From my perspective, it's a shame that you have little regard for philosophical tradition. But as someone who is intimately familiar with the philosophical literature on causation, it seems to me that the sense of "causal" in causal decision theory, while imprecise, is perfectly compatible with most traditional approaches. I don't see any reason to think the "causal" in "causal decision theory" is incompatible with regularity theories, probabilistic theories, counterfactual theories, conserved quantity theories, agency/manipulation/intervention theories, primitivism, power theories, or mechanism theories. It might be a tense relation between CDT and projectivist theories, but I suspect that even there, you will not find outright incompatibility.

For a nice paper in the overlap between decision theory and the philosophy of causation and causal inference, you might take a look at the paper Conditioning and Intervening (pdf) by Meek and Glymour if you haven't seen it already.
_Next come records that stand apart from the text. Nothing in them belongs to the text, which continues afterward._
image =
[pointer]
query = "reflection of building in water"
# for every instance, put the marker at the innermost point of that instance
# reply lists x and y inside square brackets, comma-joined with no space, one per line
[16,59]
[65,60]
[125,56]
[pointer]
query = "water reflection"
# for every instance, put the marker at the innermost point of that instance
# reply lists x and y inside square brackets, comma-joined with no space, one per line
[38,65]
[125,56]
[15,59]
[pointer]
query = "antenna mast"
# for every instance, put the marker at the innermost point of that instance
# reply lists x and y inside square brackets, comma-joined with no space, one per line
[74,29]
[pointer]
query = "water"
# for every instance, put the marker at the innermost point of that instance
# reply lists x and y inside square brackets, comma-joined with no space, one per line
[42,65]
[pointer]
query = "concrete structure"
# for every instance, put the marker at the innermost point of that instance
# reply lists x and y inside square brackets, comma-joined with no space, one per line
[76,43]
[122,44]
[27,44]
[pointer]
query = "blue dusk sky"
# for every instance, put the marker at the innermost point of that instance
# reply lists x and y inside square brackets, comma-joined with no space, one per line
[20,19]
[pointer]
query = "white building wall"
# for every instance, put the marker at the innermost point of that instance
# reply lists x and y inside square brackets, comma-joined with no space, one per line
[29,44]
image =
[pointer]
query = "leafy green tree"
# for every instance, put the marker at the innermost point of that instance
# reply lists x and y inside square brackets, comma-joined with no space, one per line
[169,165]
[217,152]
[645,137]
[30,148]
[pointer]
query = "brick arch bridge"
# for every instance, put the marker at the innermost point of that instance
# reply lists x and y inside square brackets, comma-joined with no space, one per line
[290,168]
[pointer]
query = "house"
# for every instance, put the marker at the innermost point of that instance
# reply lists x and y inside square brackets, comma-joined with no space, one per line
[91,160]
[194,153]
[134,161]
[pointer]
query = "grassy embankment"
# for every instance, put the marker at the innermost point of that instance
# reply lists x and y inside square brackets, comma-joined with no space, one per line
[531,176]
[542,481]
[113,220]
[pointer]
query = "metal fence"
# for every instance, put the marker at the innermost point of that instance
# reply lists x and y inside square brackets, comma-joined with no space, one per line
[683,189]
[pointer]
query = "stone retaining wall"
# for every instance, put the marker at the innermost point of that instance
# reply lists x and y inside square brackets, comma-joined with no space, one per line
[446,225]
Of course, Glymour's account of causation is not very different from Pearl's, so maybe you don't think of this as philosophy.

Comment author: wedrifid 03 July 2012 07:19:13PM 0 points [-]

But as someone who is intimately familiar with the philosophical literature on causation, it seems to me that the sense of "causal" in causal decision theory, while imprecise, is perfectly compatible with most traditional approaches.

That was my impression (without sufficient confidence that I wished to outright contradict on facts.)